Drove When Drinking Alcohol?
\begin{tabular}{|l|c|c|}
\hline & Yes & No \\
\hline Texted While Driving & 693 & 3068 \\
\hline No Texting While Driving & 122 & 4210 \\
\hline
\end{tabular}
If four different high school drivers are randomly selected, find the probability that they all drove when drinking alcohol.
The probability that four randomly selected high school drivers all drove when drinking alcohol is (Round to six decimal places as needed.)

Step 1 ：First, calculate the total number of high school drivers surveyed by adding all the numbers in the table. The total number of drivers is \(693 + 3068 + 122 + 4210 = 8093\).

Step 2 ：Next, find the number of drivers who drove when drinking alcohol. This is the sum of the 'Yes' column, which is \(693 + 122 = 815\).
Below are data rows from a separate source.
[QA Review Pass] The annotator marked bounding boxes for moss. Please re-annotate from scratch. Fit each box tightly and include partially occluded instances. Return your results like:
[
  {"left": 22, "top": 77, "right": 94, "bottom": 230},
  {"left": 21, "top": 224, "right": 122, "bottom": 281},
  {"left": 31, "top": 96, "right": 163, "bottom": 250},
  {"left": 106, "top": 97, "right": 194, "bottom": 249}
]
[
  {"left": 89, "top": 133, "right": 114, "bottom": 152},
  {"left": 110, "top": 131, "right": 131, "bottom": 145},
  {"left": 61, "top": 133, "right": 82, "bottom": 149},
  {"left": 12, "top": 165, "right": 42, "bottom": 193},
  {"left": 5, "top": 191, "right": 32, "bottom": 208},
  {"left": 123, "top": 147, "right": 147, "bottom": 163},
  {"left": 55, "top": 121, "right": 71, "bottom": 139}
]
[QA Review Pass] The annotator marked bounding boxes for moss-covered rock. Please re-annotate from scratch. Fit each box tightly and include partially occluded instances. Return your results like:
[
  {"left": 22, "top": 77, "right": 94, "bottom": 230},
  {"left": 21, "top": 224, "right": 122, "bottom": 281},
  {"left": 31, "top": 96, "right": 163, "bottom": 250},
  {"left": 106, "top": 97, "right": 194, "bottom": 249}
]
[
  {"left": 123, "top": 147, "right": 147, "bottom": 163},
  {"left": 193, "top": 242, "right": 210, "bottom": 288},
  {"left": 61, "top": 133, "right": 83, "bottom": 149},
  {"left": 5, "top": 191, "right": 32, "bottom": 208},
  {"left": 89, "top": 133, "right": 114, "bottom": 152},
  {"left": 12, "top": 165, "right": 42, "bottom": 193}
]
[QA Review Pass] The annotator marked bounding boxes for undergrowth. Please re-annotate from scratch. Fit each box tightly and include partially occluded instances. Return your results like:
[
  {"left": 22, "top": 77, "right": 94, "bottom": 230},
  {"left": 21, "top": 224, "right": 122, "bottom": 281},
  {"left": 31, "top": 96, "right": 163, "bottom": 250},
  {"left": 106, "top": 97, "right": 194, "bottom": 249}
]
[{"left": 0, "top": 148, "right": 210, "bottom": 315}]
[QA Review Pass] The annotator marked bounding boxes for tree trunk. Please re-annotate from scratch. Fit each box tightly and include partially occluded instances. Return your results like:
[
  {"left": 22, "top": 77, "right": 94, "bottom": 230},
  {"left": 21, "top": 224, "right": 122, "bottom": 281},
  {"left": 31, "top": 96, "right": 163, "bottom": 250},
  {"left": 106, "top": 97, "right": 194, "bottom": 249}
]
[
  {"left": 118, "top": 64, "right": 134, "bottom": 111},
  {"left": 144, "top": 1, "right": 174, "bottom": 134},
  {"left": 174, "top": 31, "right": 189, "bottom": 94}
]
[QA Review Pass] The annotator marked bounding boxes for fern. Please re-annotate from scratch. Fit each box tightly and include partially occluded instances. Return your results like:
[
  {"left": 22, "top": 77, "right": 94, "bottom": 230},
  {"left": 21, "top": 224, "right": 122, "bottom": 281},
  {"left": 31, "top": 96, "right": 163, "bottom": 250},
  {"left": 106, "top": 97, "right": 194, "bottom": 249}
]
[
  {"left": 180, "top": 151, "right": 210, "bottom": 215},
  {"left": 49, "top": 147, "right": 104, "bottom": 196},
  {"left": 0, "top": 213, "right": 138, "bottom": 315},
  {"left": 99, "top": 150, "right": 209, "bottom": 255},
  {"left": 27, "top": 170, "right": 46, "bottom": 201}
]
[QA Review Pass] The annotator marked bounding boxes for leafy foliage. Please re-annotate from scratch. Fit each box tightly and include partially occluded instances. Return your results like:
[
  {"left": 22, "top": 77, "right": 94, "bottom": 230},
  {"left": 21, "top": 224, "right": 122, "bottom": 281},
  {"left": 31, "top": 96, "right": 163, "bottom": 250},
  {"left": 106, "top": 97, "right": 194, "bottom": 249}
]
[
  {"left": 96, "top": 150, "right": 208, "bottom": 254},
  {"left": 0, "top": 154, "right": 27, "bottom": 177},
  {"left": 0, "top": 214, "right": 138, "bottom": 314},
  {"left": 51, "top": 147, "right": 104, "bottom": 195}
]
Step 3 ：Calculate the probability of a single driver having driven when drinking alcohol. This is the number of drivers who drove when drinking alcohol divided by the total number of drivers. The probability is \(\frac{815}{8093} \approx 0.1007043123687137\).

Step 4 ：Since we are selecting four drivers, and we are assuming that the selection of each driver is independent, the probability that all four drove when drinking alcohol is the product of the individual probabilities. Therefore, the probability is \((0.1007043123687137)^4 \approx 0.00010284715282701562\).

Step 5 ：Final Answer: The probability that four randomly selected high school drivers all drove when drinking alcohol is approximately \(\boxed{0.000103}\).